Guram Pherselidze

Personal information
- Nationality: Georgia
- Born: 16 October 1985 (age 40) Khelvachauri, Adjara, Georgian SSR, Soviet Union
- Height: 1.90 m (6 ft 3 in)
- Weight: 118 kg (260 lb)

Sport
- Style: Greco-Roman
- Coach: Vaja Kravjashvili

Medal record
Men's Greco-Roman wrestling
Representing Georgia
European Championships
| Bronze medal – third place | 2013 Tbilisi | 120 kg |

= Guram Pherselidze =

Georgian Greco-Roman wrestler

Guram Pherselidze (გურამ ფერსელიძე; born October 16, 1985, in Khelvachauri, Adjara) is an amateur Georgian Greco-Roman wrestler, who played for the men's super heavyweight category. He won a bronze medal in the same weight division at the 2013 European Wrestling Championships in Tbilisi.

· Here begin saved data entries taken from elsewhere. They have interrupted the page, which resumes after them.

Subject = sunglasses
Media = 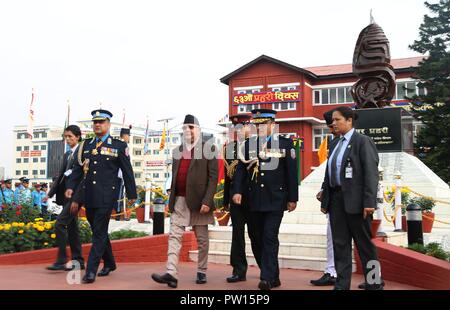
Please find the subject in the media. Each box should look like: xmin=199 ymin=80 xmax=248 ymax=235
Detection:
xmin=182 ymin=125 xmax=195 ymax=130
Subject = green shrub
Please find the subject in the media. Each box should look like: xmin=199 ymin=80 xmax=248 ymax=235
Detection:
xmin=408 ymin=242 xmax=450 ymax=262
xmin=109 ymin=229 xmax=148 ymax=240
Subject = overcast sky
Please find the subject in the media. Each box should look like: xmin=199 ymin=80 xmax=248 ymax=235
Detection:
xmin=0 ymin=0 xmax=427 ymax=175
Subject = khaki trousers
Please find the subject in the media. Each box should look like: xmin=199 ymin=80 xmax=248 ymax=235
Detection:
xmin=166 ymin=196 xmax=209 ymax=278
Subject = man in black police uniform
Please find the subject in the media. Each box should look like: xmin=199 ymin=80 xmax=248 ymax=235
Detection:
xmin=232 ymin=109 xmax=298 ymax=290
xmin=224 ymin=114 xmax=261 ymax=283
xmin=66 ymin=109 xmax=137 ymax=284
xmin=116 ymin=126 xmax=131 ymax=221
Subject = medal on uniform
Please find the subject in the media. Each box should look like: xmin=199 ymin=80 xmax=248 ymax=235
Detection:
xmin=92 ymin=149 xmax=98 ymax=155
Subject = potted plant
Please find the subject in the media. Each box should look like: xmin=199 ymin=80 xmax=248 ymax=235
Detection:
xmin=410 ymin=196 xmax=436 ymax=233
xmin=213 ymin=179 xmax=230 ymax=226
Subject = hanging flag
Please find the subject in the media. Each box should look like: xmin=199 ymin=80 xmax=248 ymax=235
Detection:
xmin=122 ymin=109 xmax=126 ymax=126
xmin=143 ymin=118 xmax=150 ymax=155
xmin=27 ymin=88 xmax=35 ymax=139
xmin=159 ymin=126 xmax=166 ymax=151
xmin=317 ymin=136 xmax=328 ymax=164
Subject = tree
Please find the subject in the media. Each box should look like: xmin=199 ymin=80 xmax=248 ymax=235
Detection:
xmin=409 ymin=0 xmax=450 ymax=184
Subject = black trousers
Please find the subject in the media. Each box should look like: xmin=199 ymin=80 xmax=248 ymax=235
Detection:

Pherselidze represented Georgia at the 2012 Summer Olympics in London, where he competed in the men's 120 kg class. He defeated Chile's Andrés Ayub in the preliminary round of sixteen, before losing out the quarterfinal match to Cuban wrestler and defending Olympic champion Mijaín López, who was able to score four points in two straight periods, leaving Pherselidze without a single point. Because his opponent advanced further into the final match, Pherselidze offered another shot for the bronze medal by defeating Egypt's Abdelrahman El-Trabely in the repechage rounds. He progressed to the bronze medal match, but narrowly lost the medal to Turkey's Rıza Kayaalp, with a technical score of 0–2, and a classification point score of 0–3.